On Oct 4, 2011, at 8:34 PM, john Culleton wrote:
Imagemagick will convert a bitmap file from RGB to CMYK color space. So will Scribus (with the help of an icc profile of course.) So I can reverse the process and take the CMYK factors, key them into a color mapping part of Scribus or Gimp, and jot down the RGB equivalent. The resulting palette will be an RGB palette that is within the CMYK gamut.
I just want to avoid all that labor.
I'm not sure about Imagemagick, but the key here is that with Scribus one has to use a specific icc color profile to get a specific instance of a CMYK-type colorspace.
You can also do the same thing straight within Inkscape.

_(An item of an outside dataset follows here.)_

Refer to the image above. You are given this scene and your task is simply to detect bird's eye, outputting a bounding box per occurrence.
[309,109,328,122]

Also, you need to specify *which* RGB colorspace you want to deal with. Input data in sRGB and you'll get different CMYK values than if you specify input data in Adobe RGB or Wide RGB.

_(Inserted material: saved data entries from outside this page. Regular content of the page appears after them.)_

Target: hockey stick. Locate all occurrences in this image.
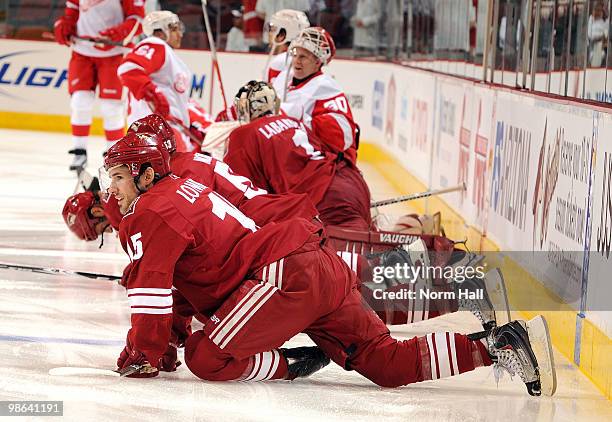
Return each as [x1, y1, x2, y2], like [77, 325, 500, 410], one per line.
[42, 32, 131, 51]
[370, 183, 466, 208]
[167, 116, 202, 147]
[49, 364, 143, 377]
[0, 262, 121, 282]
[200, 0, 228, 109]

So you probably want sRGB, and not just any RGB. Or maybe you have a use case where you need a different RGB.
Have you tried just using a CMYK profile in Inkscape (such as "U.S. Web Coated (SWOP) v2", "ISO Coated v2 300% (ECI)", "Coated FOGRA27 (ISO 12647-2:2004)", "Japan Color 2002 Newspaper" or some other), and then using the color picker there?
Or if you just want to work to make an image targeting a specific CMYK, just have that specific icc profile selected and then the color picker will automatically warn you when you go out of gamut, the display system can give you adjusted previews, and you'll get correct CMYK values stored in the SVG file in a standards compliant way that includes sRGB fallbacks.